Je m’asseyais toujours avec l’espoir qu’un jour je n’aurais plus mal. J’ai essayé plein de choses, le yoga, les étirements, la diète pour rendre mon corps plus souple, ne plus avoir mal, sans succès.

Puis pendant une retraite, une pensée m’a soudain traversé l’esprit pendant zazen :
« Aha ! Zazen sera donc douloureux, quoique j’essaye.
Zazen sans douleur ?
Ce n’est que mon illusion stupide. Très bien !
Arrête de te battre contre la douleur. Assieds-toi avec. »

A ce moment-là, j’ai senti le « goût » de la douleur et cela a fait un énorme changement.
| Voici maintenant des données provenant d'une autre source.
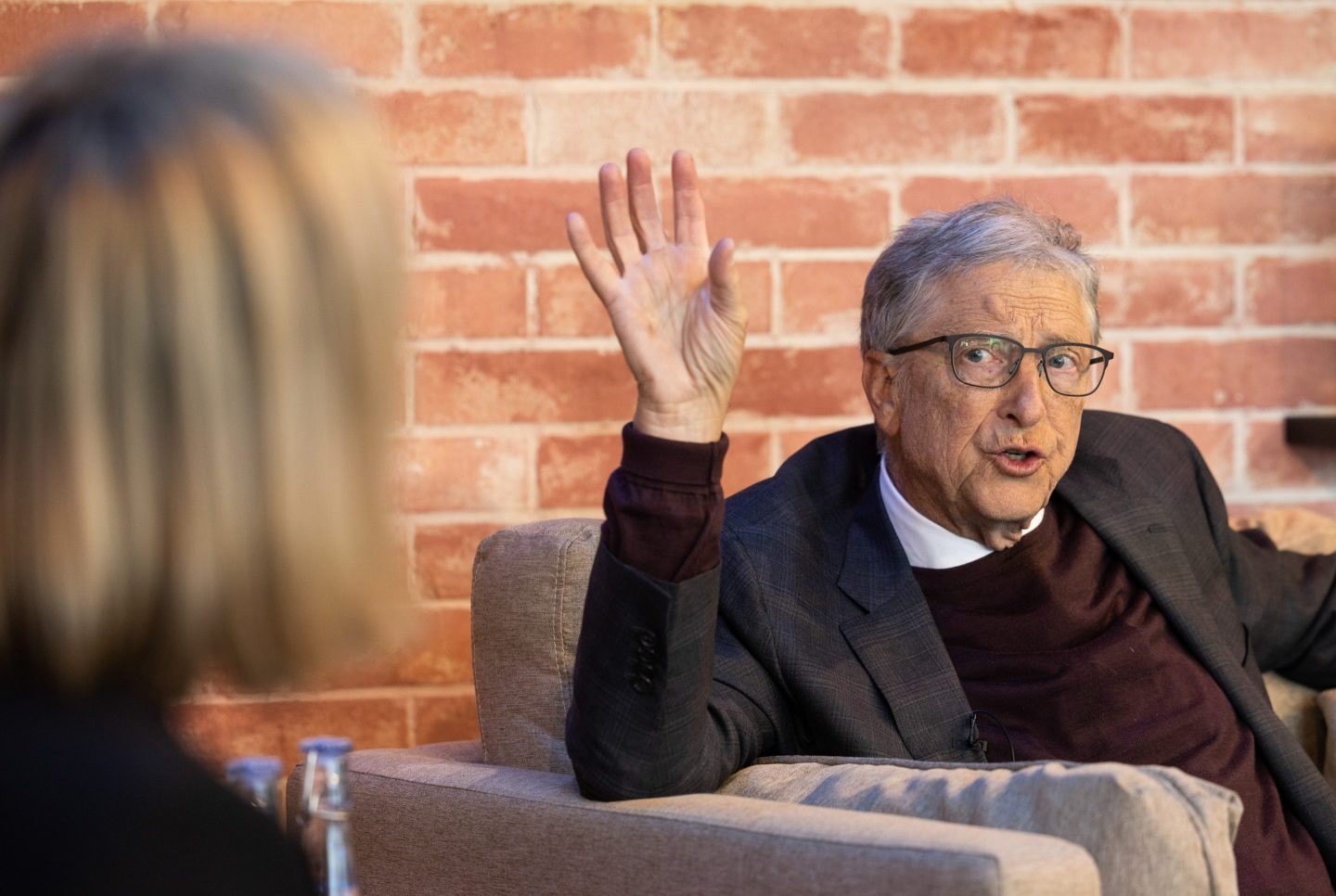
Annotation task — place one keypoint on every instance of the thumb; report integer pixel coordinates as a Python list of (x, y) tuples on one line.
[(725, 290)]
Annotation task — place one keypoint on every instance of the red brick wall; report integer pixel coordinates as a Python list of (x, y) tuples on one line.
[(1195, 145)]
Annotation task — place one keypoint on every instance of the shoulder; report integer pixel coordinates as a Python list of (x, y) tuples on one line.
[(1111, 430), (1135, 445), (820, 480)]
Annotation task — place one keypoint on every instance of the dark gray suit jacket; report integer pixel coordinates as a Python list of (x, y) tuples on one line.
[(814, 637)]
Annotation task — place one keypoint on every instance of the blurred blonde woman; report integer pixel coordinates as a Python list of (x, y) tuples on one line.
[(198, 282)]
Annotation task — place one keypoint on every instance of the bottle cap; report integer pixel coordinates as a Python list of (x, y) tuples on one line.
[(261, 767), (327, 744)]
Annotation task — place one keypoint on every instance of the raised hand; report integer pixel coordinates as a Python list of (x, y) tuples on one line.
[(674, 303)]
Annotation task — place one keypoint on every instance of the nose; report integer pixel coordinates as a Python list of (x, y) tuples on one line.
[(1022, 400)]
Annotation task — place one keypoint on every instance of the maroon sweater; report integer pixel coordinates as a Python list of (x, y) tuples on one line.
[(1054, 637)]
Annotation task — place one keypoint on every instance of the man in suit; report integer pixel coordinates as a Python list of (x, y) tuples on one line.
[(985, 570)]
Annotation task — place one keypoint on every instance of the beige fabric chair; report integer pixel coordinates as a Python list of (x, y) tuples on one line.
[(504, 816)]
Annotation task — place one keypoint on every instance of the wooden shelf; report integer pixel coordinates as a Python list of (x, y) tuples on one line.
[(1311, 431)]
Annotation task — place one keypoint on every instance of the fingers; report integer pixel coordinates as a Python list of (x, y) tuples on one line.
[(688, 207), (644, 207), (603, 276), (725, 291), (616, 216)]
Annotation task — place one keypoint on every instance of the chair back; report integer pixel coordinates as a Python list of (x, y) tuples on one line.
[(529, 585)]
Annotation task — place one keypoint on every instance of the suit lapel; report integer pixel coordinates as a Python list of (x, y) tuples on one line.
[(896, 640)]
J’ai senti la tension de mon corps diminuer, mon dos a semblé s’allonger de lui-même.
Je ne veux pas dire que la douleur avait complètement disparu ; mais quand, dans mon esprit, ma relation avec elle a changé, quelque chose a changé aussi, simultanément, dans mon corps et dans ma respiration. Il me semblait que ces changements apportaient une diminution sensible de la douleur (peut-être due au relâchement des muscles).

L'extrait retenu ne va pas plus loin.